The haul, 300 feet of rode with a tiny parachute-like cone at each foot, took two hours. My special plan, to run a line from the big genoa winch through a block at the bow and back to the drogue at the quarter, failed. The plan was necessary because the cones of the Jordan Series Drogue don’t like going round a winch. The fail was due to the line used for the drogue: Dyneema. It is simply too slippery for either rolling hitches in series or a doubled up prusik knot. So, the cones went around a winch, and the grinding was slow.
But done. And the drogue is coiled and stowed. And the tag lines are coiled and stowed. And Wattsy, the hydrogenerator, has been replaced in his stern bracket. And sails have been raised. And by a little after noon we were underway.
To the west, as wind is still out of the north.
Weather will be unsettled the next few days. But by Wednesday, we may get our wind.
—
I’m including a blue-sky photo from mere hours before the low settled in by way of illustrating the crossed winds rule. Two days ago I mentioned David Burch’s barometer rule, i.e a drop of 2mb in 3 hours suggests the approach of strong wind. Another indication is when wind at altitude is running across wind on the surface.

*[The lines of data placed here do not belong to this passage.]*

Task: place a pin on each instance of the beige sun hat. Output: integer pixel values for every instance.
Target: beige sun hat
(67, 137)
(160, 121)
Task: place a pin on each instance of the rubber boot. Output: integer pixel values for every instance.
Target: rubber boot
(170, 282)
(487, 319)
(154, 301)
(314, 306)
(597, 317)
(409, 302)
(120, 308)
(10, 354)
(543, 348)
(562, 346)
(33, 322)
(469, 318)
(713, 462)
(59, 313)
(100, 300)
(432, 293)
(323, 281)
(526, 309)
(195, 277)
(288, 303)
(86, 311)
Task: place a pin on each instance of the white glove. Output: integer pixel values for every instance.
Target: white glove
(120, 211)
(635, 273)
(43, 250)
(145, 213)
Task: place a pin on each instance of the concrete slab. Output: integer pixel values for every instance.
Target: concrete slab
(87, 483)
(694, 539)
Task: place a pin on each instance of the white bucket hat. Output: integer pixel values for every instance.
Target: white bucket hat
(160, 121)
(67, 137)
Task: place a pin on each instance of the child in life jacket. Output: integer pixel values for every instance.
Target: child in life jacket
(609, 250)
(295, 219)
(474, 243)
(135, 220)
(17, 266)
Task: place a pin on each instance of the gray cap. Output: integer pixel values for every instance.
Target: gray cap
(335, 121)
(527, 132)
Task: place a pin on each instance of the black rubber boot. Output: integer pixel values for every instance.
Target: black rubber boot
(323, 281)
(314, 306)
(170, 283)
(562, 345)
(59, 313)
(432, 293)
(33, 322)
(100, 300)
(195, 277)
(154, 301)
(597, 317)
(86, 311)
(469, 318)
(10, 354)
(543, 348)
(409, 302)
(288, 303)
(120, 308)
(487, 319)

The rule: “stand with your back to the lower wind and if the upper wind is coming from the left, weather will normally deteriorate.” From Alan Watts *Instant Weather Forecasting.* (Southern hemisphere, from the right.)
In the photo, I am standing with my back to the left of the frame. Here we get a double whammy. The upper wind is coming in at a right angle to the lower wind, and above that, another wind layer is veered even further.
The next shot of Mo in cloud was ours two hours later.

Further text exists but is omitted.